Mesenchymal stromal/stem cells

Cells from full-thickness burned human dermal skin (BD-MSCs) and Wharton’s jelly of human stroma of the umbilical cords (UC-MSCs) were extracted and cultured. The enzymatic method (60 min) for BD-MSCs yielded: 16,140 ± 5418 attached cells per square centimeter of processed burned skin after 24 h vs. the conventional method (7–10 days) for UC-MSCs from Wharton’s jelly cell yielded: 125,000 ± 20,600 attached cells per square centimeter of umbilical cord measured via trypan blue. Cell viability was assessed 48 h after seeding the same amount of cells at passage 1. Quantification was assessed; the viability varied between 91 and 95%. There appeared to be no statistical significant difference between the UC- and BD-MSC groups (Fig. 1a, b).

Fig. 1
figure 1

Mesenchymal stromal/stem cells. a Cell viability, 48 h after seeding, Passage 1. b Quantification of the cell viability, live/dead assay. c Immunophenotyping of the positive MSCs surface markers, passage 1 and 3–4. d Flow cytometry for positive MSC surface markers, note that negative markers were gaited out. e Statistical presentation of adipogenic, chondrogenic, and osteogenic differentiation. Images were taken after 10 days of differentiation into adipogenic, chondrogenic, and osteogenic lineage. Statistical significance is indicated with asterisks: *p value ≤ 0.05, ** p ≤ 0.01, and *** p ≤ 0.001. No asterisks represent p > 0.05. N = 3 for each group (=cells from 3 different patients per group); triplicates per biological sample.
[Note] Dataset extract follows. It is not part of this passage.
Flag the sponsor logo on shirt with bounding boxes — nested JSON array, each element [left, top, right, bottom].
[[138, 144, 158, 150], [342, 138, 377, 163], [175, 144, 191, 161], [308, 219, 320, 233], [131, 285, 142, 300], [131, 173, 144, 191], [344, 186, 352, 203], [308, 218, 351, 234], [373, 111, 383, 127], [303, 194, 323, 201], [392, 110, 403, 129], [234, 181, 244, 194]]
Graph: Mean with SEM

Characterization of MSCs was done with flow cytometry to assess the surface marker profile defined by the International Society for Cellular Therapy [35] as previously shown [33], as well as differentiation potential into osteogenic, chondrogenic, and adipogenic tissues. Both cell groups displayed the surface marker profile of MSCs, at different times of cultivation (Fig. 1d, e); pos. expression of Cluster of Differentiation (CD) 73/90/105, neg. expression CD11b/CD34/CD45/CD19/Human Leukocyte Antigen – DR isotype (HLA-DR).

At passage 1, 66 ± 5% (SEM %) of BD-MSCs displayed this surface marker profile compared to 89 ± 5% of UC-MSCs (p = 0.025). At passage 3 to 4, > 90% of cells in both cell groups displayed the surface marker profile for MSCs: 93 ± 2% (SEM %) in BD-MSCs and 96 ± 2% (SEM %) in UC-MSCs (p = 0.015) (Fig. 1c). Cells from both groups were able to differentiate into the mesenchymal lineages such as chondrogenic, adipogenic, and osteogenic (Fig. 1e). In comparison, BD-MSCs showed an overall lower differentiation potential compared to UC-MSCs; statistically significant for adipogenic (p = 0.001) and chondrogenic differentiation (p = 0.03).

Cell function

Basic biological cell function was assessed via population doubling time (PDT), colony-forming behavior, cell proliferation, cell cycle phases, secretion of reactive oxygen species (ROS), and apoptosis.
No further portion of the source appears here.